SharePoint 2010 Content Source loading very slow in Central Admin Website

******************
UPDATE JUNE 10TH 2011

This issue has been resolved and confirmed – included in April 2011 Cumulative Update, as well as Service Pack 1.

The following PowerShell property has been added to the Search Service Application. This property will allow you to set the number of days to retain the crawl log history:

CrawlLogCleanUpIntervalInDays

Example PowerShell to set the property:

1. Run the following to get a list of the search service application Ids.

Get-SPServiceApplication | Where {$_.TypeName -eq "Search Service Application"}

2. Run the following command to get the Search Service Application Object. Replace the Id with the Id of your search application that was output in the previous PowerShell command.

$searchApp = Get-SPServiceApplication | Where {$_.Id -eq "<your content service application id>"}

3. Set CrawlLogCleanUpIntervalInDays to 10

$searchApp.CrawlLogCleanUpIntervalInDays = 10
$searchApp.Update()

******************
UPDATE MAY 5TH 2011

MS Support have been in touch to say that the issue has been resolved as part of the April 2011 Cumulative Update, however I cannot see any mention of this issue being resolved in the Knowledge Base article itself. I have contacted them to confirm.

******************
UPDATE APRIL 6TH 2011

I believe the stored procedure in the Search Service Application DB (on my wizard-built install this is Search_Service_Application_DB_<GUID>) called proc_MSS_CleanupWithInterval is the procedure responsible for removing old history data after the hardcoded 90 days.
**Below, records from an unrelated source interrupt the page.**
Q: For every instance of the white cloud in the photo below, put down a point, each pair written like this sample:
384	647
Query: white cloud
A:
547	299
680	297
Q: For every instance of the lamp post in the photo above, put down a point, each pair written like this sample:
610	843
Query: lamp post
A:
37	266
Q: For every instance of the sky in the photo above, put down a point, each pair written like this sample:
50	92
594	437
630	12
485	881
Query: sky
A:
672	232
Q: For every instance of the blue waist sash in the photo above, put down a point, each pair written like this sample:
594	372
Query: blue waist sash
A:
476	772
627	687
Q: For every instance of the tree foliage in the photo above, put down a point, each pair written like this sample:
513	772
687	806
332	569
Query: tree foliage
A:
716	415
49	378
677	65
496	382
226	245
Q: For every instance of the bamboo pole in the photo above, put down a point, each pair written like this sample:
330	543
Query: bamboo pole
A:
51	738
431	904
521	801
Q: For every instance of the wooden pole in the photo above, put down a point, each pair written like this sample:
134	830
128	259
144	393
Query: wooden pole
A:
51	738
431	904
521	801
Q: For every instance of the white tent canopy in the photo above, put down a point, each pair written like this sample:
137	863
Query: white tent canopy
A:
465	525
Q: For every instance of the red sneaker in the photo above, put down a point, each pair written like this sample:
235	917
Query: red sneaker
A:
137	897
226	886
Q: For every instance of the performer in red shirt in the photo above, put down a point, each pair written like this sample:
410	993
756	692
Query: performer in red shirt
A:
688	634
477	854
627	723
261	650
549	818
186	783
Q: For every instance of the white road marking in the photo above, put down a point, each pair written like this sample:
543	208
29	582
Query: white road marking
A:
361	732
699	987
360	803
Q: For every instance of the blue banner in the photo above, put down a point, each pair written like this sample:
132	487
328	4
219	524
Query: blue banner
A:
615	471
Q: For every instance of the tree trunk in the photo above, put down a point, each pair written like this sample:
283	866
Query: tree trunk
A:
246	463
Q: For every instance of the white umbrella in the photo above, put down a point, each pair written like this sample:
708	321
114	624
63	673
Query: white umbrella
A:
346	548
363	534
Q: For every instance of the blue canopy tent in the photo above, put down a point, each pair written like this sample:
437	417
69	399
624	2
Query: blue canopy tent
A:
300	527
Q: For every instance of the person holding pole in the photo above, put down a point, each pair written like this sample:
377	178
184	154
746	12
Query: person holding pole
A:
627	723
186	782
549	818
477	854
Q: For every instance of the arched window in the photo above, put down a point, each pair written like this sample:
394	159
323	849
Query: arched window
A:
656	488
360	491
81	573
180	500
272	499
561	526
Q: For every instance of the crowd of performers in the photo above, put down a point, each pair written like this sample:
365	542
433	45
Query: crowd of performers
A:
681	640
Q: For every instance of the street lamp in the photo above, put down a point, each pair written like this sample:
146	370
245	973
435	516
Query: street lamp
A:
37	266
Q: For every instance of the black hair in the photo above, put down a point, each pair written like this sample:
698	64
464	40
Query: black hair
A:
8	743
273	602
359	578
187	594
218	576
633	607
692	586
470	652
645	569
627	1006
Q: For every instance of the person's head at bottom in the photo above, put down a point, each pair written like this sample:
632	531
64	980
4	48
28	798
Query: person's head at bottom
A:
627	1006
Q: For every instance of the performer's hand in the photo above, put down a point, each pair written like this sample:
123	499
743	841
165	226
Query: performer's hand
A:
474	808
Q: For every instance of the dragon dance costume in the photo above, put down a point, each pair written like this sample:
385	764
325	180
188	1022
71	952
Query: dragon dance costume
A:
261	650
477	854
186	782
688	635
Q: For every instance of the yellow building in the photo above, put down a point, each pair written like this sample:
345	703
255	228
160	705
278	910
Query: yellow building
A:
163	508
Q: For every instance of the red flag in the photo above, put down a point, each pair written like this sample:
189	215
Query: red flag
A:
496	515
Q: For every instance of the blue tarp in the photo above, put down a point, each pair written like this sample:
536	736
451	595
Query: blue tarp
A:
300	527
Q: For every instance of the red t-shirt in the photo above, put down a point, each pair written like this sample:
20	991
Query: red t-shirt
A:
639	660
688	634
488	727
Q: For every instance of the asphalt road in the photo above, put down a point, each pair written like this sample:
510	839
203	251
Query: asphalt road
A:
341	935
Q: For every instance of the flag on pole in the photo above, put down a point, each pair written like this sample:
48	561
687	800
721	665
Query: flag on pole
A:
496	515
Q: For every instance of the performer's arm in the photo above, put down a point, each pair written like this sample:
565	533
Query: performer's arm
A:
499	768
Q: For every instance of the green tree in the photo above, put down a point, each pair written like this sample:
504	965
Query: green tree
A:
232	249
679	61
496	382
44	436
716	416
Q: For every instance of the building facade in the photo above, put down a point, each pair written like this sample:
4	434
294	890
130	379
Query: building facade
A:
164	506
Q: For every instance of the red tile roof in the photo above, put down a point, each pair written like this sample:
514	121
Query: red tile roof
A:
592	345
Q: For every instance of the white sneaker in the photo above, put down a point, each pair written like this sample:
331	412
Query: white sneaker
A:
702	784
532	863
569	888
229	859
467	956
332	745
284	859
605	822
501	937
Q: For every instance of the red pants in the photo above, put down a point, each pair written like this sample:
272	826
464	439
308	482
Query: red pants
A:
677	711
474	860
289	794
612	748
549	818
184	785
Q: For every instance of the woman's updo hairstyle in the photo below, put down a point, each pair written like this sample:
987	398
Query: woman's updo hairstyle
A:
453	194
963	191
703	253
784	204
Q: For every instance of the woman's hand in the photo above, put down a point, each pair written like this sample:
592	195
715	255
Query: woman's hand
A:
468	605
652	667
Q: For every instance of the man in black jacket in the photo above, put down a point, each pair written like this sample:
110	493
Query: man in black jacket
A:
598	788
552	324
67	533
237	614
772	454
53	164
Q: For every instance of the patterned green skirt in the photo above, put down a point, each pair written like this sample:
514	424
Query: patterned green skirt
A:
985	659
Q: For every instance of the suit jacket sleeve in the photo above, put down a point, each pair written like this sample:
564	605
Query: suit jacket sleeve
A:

USUAL CAVEAT/NOTE/WARNING – MAY NOT BE DIRECTLY SUPPORTED BY MS – DANGER WILL ROBINSON etc etc

Running the following command in SQL Server on the Search Service Application DB:

exec [proc_MSS_CleanupWithInterval] @CleanupInterval=60

will remove all search crawl history items older than 60 days. I’ve tested this on one environment and it worked fine (and check that stored proc for the strangest bit of SQL I think I’ve seen… you have to see it to believe it!). IMHO you would be pretty safe running this manually as it goes through and deletes corresponding entries from:

MSSCrawlHistory

MSSCrawlComponentsState

MSSCrawlComponentsStateLog

MSSCrawlComponentsStateTemp

MSSCrawlHistoryLog

MSSCrawlStoresState

which neatly reduces the size of your crawl history table to a much more managable, and more importantly speedier, size. I still prefer the option of adding an index to the table myself – I like my crawl history! And besides which you may need to run analysis over crawl history data at some stage for troubleshooting purposes. But the proposed fix sounds like it will help with the central issue – slow loading of content source history.

******************
UPDATE 31-March-2011
My MS Support case has been updated – the issue will be addressed in the April 2011 CU for SharePoint 2010.
“The fix is to expose crawl log cleanup interval as property of a Search Service Application via powershell. Previously it is hardcoded to 90 days, which causes the slow loading of the listcontentsources.aspx when there is a large crawlhistory table. ”
I prefer the table index fix myself as that would cater for more aggressive search interval requirements, but I guess this works too.
******************

When using Central Administration to view content sources for our FAST Search Connector (Search Service Application) the content source history and content source pages takes a very long time to load. In November it took 40 seconds, in December it took 60 seconds, and now at the end of January it takes 100 seconds. I have five content sources made up of three Intranet sites and two very small static websites. Total content is around 20,000 items (pages/data/list items/etc). Two of the Intranet sites are set to index incrementally every 15 minutes, and the third is set to every 5 minutes (it needs to most up-to-date search results and changes the most).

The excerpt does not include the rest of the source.